DURANTE LOS ÚLTIMOS AÑOS PARECE HABER RESURGIDO un viejo conocido del cine de acción. Se trata del héroe de brutal fuerza física, casi sobrehumana, cuyo cuerpo es su arma y cuya mera presencia desestabiliza el equilibrio geopolítico global, pero también el statu quo cotidiano e íntimo. Quizá el ejemplo más claro sea el de The Guest de Adam Wingard, cuyo protagonista era la expresión perfecta de esa violencia inhumana, a punto de desatarse constantemente, que ha resurgido en el thriller contemporáneo. En muchos casos, como en aquel, hay algo de nostálgico en esta reivindicación de la violencia, que conecta con pasadas épocas en las que el cuerpo musculoso era objeto de adoración y no un tabú. No ocurre lo mismo con el protagonista de Criminal, Jericho Stewart (Kevin Costner), un peligroso presidiario al que en un experimento se le implantan los recuerdos de un agente de la CIA que ha fallecido en una misión (Ryan Gosling). Cuando este roba su camioneta a un conductor como hacía Schwarzenegger en la célebre secuencia de Terminator 2: El juicio final (Terminator 2: Judgement Day, James Cameron, 1991), no es tanto un guiño (que también) como una respuesta por oposición a las amenazas invisibles y sin forma que definen el terror global del siglo XXI, y que aquí toman el rostro de dos personajes: por un lado, el hacker conocido como el Holandés (Michael Pitt), una especie de Snowden capaz de controlar cualquier armamento militar desde su ordenador portátil, y Xavier Heimdahl (Jordi Mollà), una mezcla española de Steve Jobs y Julian Assange. Sintomáticamente, este se define a sí mismo como pacifista a pesar de su deseo de derrumbar el orden mundial: es el opuesto perfecto, absolutamente hipócrita, de la violencia justiciera de Jericho, brutal pero sincera.
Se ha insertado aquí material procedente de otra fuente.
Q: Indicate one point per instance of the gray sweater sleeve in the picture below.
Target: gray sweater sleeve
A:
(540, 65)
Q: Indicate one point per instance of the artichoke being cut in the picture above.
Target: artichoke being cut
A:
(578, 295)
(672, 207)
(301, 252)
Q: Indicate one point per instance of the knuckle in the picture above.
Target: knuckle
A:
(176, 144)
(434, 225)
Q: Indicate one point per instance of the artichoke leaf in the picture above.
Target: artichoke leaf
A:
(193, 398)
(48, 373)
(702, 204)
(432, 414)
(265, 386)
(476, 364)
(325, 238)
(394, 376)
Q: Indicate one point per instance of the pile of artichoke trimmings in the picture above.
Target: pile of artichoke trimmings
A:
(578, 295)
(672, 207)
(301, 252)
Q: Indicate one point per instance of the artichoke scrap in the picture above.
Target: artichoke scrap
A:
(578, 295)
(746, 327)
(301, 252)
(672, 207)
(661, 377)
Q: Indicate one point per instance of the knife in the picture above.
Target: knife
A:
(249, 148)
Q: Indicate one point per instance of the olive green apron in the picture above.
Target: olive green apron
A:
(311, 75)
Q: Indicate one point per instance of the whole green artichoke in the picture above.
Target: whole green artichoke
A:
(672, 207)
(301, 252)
Criminal explota el viejo tema del héroe de dos caras; en este caso, es una inversión de Jekyll y Hyde en la que es el lado bueno –es decir, familiar y responsable– el que termina imponiéndose al oscuro y violento o, mejor dicho, sintetizándose en una nueva clase de supersoldado. También una crítica a la utilización del individuo como máquina de matar por parte del Estado, en sintonía con distopías como Robocop (Paul Verhoeven, 1987), solo que en la era de la disolución de las identidades. Ahí es donde se encuentra lo más atractivo de esta película en muchos aspectos bastante convencional: en ser capaz de aunar las formas y los lugares comunes más manoseados de los estertores de la era Bourne con un punto más sci-fi, lo que la convierte en una película muy propia de su momento y lugar, pero también en una buena guía para tomar el pulso a los tiempos modernos. Por ejemplo, los agentes de la ley dirigidos por Quaker Wells (Gary Oldman) siguen a Jericho desde un centro de mando compuesto por inacabables hileras de monitores. Es una imagen que hemos visto hasta la saciedad en el thriller moderno: el planeta es un lugar hipervigilado en el que nadie puede escapar al control de la mirada. Jericho, sin embargo, no responde tanto al perfil del héroe extremadamente dúctil y en eterno movimiento de tiempos recientes, sino que escapa por su propia brutalidad como un incontrolable elemento disonante de ese panorama global hiperconectado y supuestamente omnipotente, exponiendo sus fallas.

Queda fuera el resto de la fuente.